A Billancourt, on est vite convaincu. Si la toute nouvelle R8 s’impose en tant que modèle, il convient toutefois de transformer cette paisible familiale en bombinette de course. Chez Renault, on connaît un certain Amédée Gordini. Il a déjà travaillé sur les Dauphine de compétition. Immigré italien, pilote-constructeur dans les années trente, ruiné vingt ans plus tard, il est installé aujourd’hui dans un petit atelier du boulevard Victor, à Paris.
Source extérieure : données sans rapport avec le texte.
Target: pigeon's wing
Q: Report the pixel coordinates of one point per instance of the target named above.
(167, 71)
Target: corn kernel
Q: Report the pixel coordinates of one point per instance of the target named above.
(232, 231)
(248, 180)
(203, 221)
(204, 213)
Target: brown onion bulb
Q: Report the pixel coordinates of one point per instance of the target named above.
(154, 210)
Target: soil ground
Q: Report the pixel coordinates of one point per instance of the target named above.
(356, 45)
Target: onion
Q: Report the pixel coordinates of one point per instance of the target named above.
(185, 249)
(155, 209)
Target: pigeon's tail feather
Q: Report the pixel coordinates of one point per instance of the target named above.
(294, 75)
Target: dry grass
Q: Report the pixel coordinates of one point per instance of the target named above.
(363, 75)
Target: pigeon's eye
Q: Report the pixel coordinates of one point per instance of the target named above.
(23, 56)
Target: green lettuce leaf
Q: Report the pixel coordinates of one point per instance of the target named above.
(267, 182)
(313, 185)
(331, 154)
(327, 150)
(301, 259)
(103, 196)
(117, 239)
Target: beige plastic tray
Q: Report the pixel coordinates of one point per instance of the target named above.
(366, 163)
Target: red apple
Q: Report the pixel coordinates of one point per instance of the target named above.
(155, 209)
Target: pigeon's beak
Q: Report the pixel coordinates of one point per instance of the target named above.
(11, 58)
« Le sorcier », comme certains le surnomment, commence l’analyse de cette propulsion, dont la mécanique est positionnée en porte-à-faux arrière. Reprenant le petit 956 cm3 de l’Estafette, Gordini remplace les carburateurs Solex par des Weber, redessine la culasse, porte la cylindrée à 1 108 cm3. Avec les 77 ch qu’il en tire, la R8 atteint 170 km/h ! Mais, boulevard Victor, on ne travaille pas que sur le moteur. Le châssis et certaines pièces sont également renforcés. Et puis, il y a ces deux bandes blanches, parallèles, qui courent tout le long d’une carrosserie bleu France. Nous sommes en octobre 1964, un mythe vient de naître.
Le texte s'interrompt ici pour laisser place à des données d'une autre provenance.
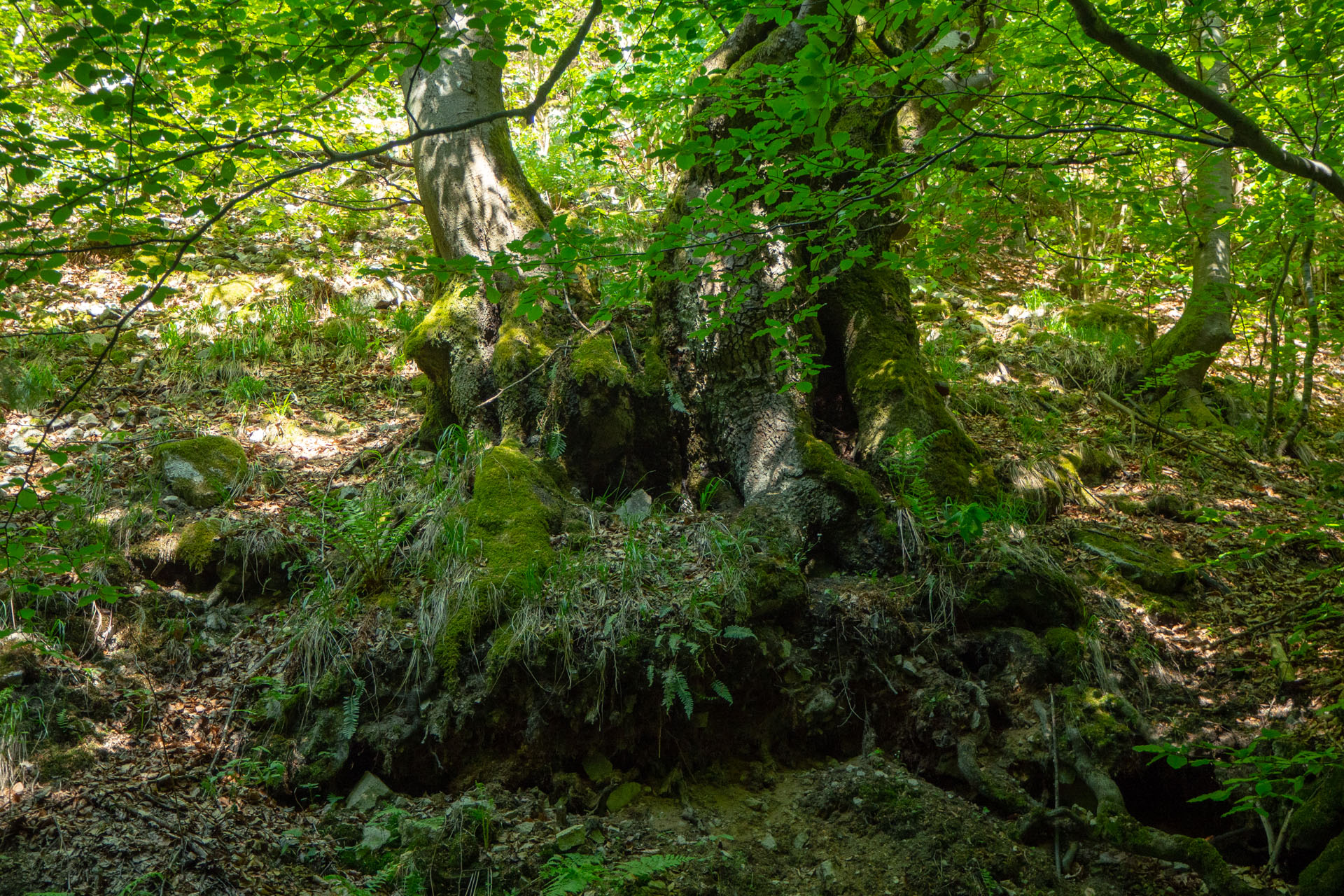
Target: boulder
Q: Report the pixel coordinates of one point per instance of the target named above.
(366, 796)
(203, 470)
(1107, 318)
(1326, 875)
Le succès d’estime est immédiat. Moins chère que ses rivales directes comme, notamment, la Mini Cooper S, la Gorde, comme on l’appelle, triomphe déjà en rallyes ! Pilotée par Pierre Orsini, elle gagne son premier Tour de Corse en 1965 ! La même année, Renault lance la « Coupe Renault 8 Gordini » selon le principe monotype imaginé deux ans plus tôt. Le succès est au rendez-vous. Pourtant, sans remettre en cause ni l’existence ni l’esprit de la Coupe, les pilotes se plaignent de plusieurs choses. D’abord, la boîte n’a que 4 rapports, ils en voudraient 5. Ensuite, la puissance du moteur leur paraît insuffisante. Enfin, l’organisation de la Coupe ne leur convient pas, car les épreuves se déroulent tant sur circuits qu’en rallyes régionaux.
Renault et Gordini vont démontrer une réactivité exceptionnelle. Dès 1966 apparaît la R8 Gordini 1 300 ! Elle dispose d’une boîte 5, d’un bloc de 1 255 cm3, et de 88 ch. Extérieurement, elle se différencie de sa petite sœur par l’ajout de deux phares ronds. De son côté, Renault revoit le règlement de la Coupe qui, dorénavant, se déroulera exclusivement sur les plus beaux circuits français. De nombreux talents vont éclore de cette pépinière. Certains d’entre eux, c’est sûr, n’auraient jamais pu faire carrière sans la « Coupe Gorde » !
L’épopée de la R8 Gordini s’achèvera sur le circuit Paul Ricard, un week-end de juillet 1970. En son honneur, un monumental meeting réunissant 3 000 gordinistes y est organisé. On l’appellera le « Jour G » ! La R8 Gordini s’éteint et passe le témoin à une autre Gordini. La R12, elle aussi, fera les beaux jours des circuits français. Mais ses roues motrices sont à l’avant… Plus rien ne sera tout à fait comme avant.